In caso di ricorso alla riscossione diretta o ad altri soggetti abilitati alla riscossione, quindi società private o pubbliche di riscossione, si applica il comma 802 in ordine al calcolo degli interessi e il comma 803 per l’applicazione degli oneri e spese da richiedere al debitore:

  • Su tutte le somme di qualunque natura, esclusi le sanzioni, gli interessi, le spese di notifica e gli oneri di riscossione, si applicano, decorsi trenta giorni dall’esecutività dell’atto di cui al comma 792 e fino alla data del pagamento, gli interessi di mora conteggiati al tasso di interesse legale che può essere maggiorato di non oltre due punti percentuali dall’ente con apposita deliberazione adottata ai sensi dell’articolo 52 del decreto legislativo n. 446 del 1997.
  • a) una quota denominata « oneri di riscossione a carico del debitore », pari al 3 per cento delle somme dovute in caso di pagamento entro il sessantesimo giorno dalla data di esecutività dell’atto di cui al comma 792, fino ad un massimo di 300 euro, ovvero pari al 6 per cento delle somme dovute in caso di pagamento oltre detto termine, fino a un massimo di 600 euro;
  1. b) una quota denominata « spese di notifica ed esecutive », comprendente il costo della notifica degli atti e correlata all’attivazione di procedure esecutive e cautelari a carico del debitore, ivi comprese le spese per compensi dovuti agli istituti di vendite giudiziarie e i diritti, oneri ed eventuali spese di assistenza legale strettamente attinenti alla procedura di recupero, nella misura fissata con decreto non regolamentare del Ministero dell’economia e delle finanze, che individua anche le tipologie di spesa oggetto del rimborso. Nelle more dell’adozione del provvedimento, con specifico riferimento alla riscossione degli enti locali, si applicano le misure e le tipologie di spesa di cui ai decreti del Ministero delle finanze 21 novembre 2000, pubblicato nella Gazzetta Ufficiale n. 30 del 6 febbraio 2001, e del Ministro dell’economia e delle finanze 12 settembre 2012, pubblicato nella Gazzetta Ufficiale n. 254 del 30 ottobre 2012, nonché ai regolamenti di cui ai decreti del Ministro dell’economia e delle finanze 18 dicembre 2001, n. 455, del Ministro di grazia e giustizia 11 febbraio 1997, n. 109, e del Ministro della giustizia 15 maggio 2009, n. 80, per quanto riguarda gli oneri connessi agli istituti di vendite giudiziarie

Che cosa accade se il contribuente versa dopo il termine previsto per il pagamento senza che il carico sia stato trasmesso da ADER?

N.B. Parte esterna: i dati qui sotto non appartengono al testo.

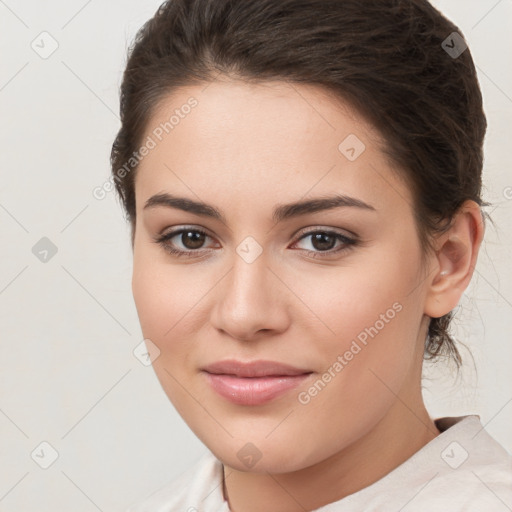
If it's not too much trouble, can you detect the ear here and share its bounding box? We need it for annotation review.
[425,200,485,318]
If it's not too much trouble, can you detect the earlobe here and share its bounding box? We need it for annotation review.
[424,200,484,318]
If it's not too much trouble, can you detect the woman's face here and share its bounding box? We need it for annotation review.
[132,81,436,472]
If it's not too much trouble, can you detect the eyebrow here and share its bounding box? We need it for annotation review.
[143,193,375,224]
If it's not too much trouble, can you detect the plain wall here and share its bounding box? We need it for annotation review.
[0,0,512,512]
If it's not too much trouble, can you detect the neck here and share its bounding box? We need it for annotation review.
[224,387,439,512]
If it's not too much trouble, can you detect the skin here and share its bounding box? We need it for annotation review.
[132,78,484,512]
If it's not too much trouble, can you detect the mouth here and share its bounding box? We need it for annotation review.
[202,360,313,405]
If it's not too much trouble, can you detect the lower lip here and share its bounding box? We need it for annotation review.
[204,372,311,405]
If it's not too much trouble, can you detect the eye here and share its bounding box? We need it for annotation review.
[294,230,357,258]
[153,228,217,257]
[153,227,358,258]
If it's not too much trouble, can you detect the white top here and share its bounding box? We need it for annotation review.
[127,415,512,512]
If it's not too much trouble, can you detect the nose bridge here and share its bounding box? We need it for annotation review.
[212,237,286,339]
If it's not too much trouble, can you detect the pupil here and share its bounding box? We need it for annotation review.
[181,231,204,249]
[312,233,335,250]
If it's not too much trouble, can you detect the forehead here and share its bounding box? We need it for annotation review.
[136,81,408,219]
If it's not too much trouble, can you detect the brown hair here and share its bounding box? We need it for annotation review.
[111,0,490,365]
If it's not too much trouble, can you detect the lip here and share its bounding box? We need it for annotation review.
[202,360,313,405]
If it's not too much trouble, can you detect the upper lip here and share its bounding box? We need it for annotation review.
[202,359,312,377]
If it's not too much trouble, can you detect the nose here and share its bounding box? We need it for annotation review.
[211,247,290,341]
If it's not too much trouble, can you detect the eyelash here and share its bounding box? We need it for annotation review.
[153,228,358,258]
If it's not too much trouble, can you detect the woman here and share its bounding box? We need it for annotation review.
[111,0,512,512]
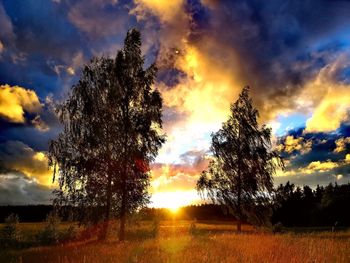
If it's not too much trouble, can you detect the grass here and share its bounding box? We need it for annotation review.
[0,221,350,263]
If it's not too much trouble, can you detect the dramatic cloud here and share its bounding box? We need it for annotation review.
[0,173,53,205]
[0,85,42,123]
[334,137,350,153]
[68,0,127,38]
[0,141,53,186]
[303,55,350,132]
[0,0,350,204]
[277,135,312,154]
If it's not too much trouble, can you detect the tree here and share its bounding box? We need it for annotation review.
[197,87,283,231]
[49,30,165,240]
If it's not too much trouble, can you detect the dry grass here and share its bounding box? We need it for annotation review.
[0,221,350,263]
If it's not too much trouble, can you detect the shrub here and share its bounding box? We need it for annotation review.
[272,222,283,234]
[0,214,20,248]
[189,221,197,235]
[59,226,77,242]
[152,217,160,237]
[37,213,61,245]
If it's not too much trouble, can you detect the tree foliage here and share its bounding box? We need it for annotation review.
[197,87,283,231]
[49,30,165,239]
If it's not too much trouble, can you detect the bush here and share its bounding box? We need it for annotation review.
[152,217,160,237]
[272,222,283,234]
[37,213,61,245]
[189,221,197,235]
[0,214,20,248]
[59,226,77,242]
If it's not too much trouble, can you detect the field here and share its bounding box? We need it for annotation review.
[0,221,350,263]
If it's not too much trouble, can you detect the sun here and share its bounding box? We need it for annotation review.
[151,191,197,211]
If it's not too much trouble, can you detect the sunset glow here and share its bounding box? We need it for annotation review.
[151,191,200,212]
[0,0,350,208]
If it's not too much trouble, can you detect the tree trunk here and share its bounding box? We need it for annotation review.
[119,183,126,241]
[99,173,112,240]
[237,218,242,232]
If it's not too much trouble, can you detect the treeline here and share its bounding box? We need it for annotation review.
[272,182,350,227]
[0,182,350,227]
[0,204,234,223]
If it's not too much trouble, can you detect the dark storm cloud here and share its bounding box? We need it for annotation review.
[275,124,350,186]
[188,0,350,119]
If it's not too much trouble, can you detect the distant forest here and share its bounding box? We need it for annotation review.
[0,182,350,227]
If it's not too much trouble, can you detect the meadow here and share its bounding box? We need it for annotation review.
[0,220,350,263]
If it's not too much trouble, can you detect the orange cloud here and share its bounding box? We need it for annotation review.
[0,141,53,186]
[0,84,42,123]
[277,135,312,154]
[334,137,350,153]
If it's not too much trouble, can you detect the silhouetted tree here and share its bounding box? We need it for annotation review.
[197,87,283,231]
[49,30,165,240]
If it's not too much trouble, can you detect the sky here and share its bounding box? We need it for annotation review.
[0,0,350,207]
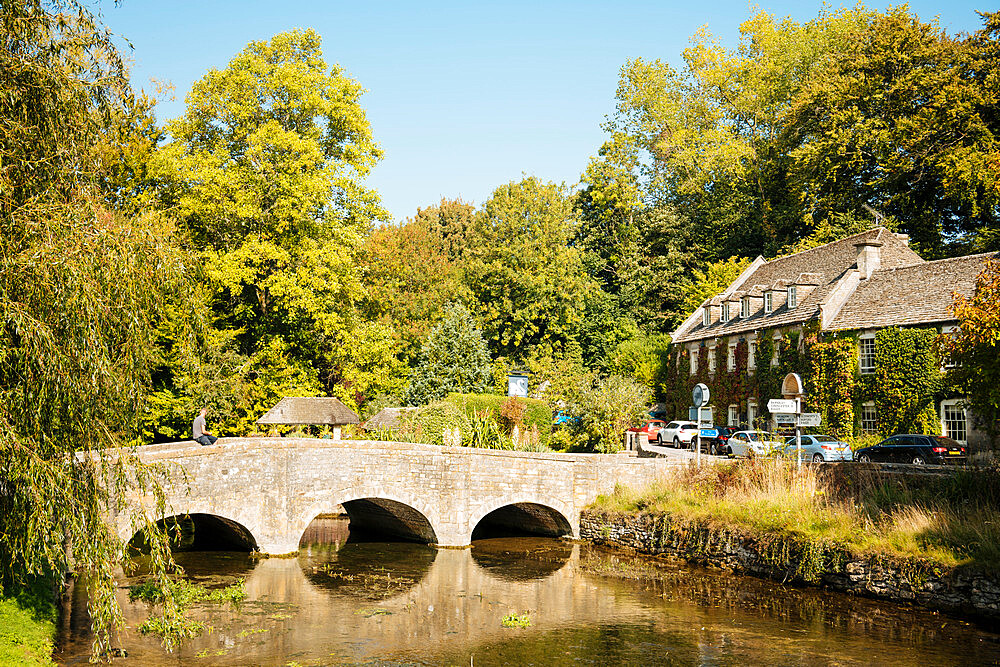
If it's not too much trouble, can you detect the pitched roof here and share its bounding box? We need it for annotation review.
[673,227,924,343]
[257,396,361,426]
[364,408,417,431]
[828,253,1000,329]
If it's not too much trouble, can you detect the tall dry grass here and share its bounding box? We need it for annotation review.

La norma non spiega questo passaggio né l’Agenzia è intervenuta per chiarire modalità di trasmissione del carico derivante da nuovo accertamento esecutivo.

Considerato che, in mancanza del rispetto del termine di pagamento, scattano immediatamente oneri e spese, la determinazione è conseguenza della fase in cui si trova l’atto. In particolare se non è ancora stato trasmesso il carico ad ADER, la riscossione è ancora in capo all’ente e gli oneri e spese applicati, nonché gli interessi, saranno quelli previsti dal comma 802 e 803 del citato comma 792, da versare all’ente per chiudere la pendenza. Se invece il pagamento avviene dopo la trasmissione ad ADER, l’agente continuerà la riscossione se superiore al minimo di legge, per il recupero degli oneri e interessi indicati dalla lettera i), fermo restando la necessaria comunicazione che il comune dovrà trasmettere per il pagamento tardivo del carico iniziale.

Diventa importante per l’ente definire un limite di importo oltre il quale non si continua la riscossione per le somme originate dagli oneri e spese non versate quando di modico valore.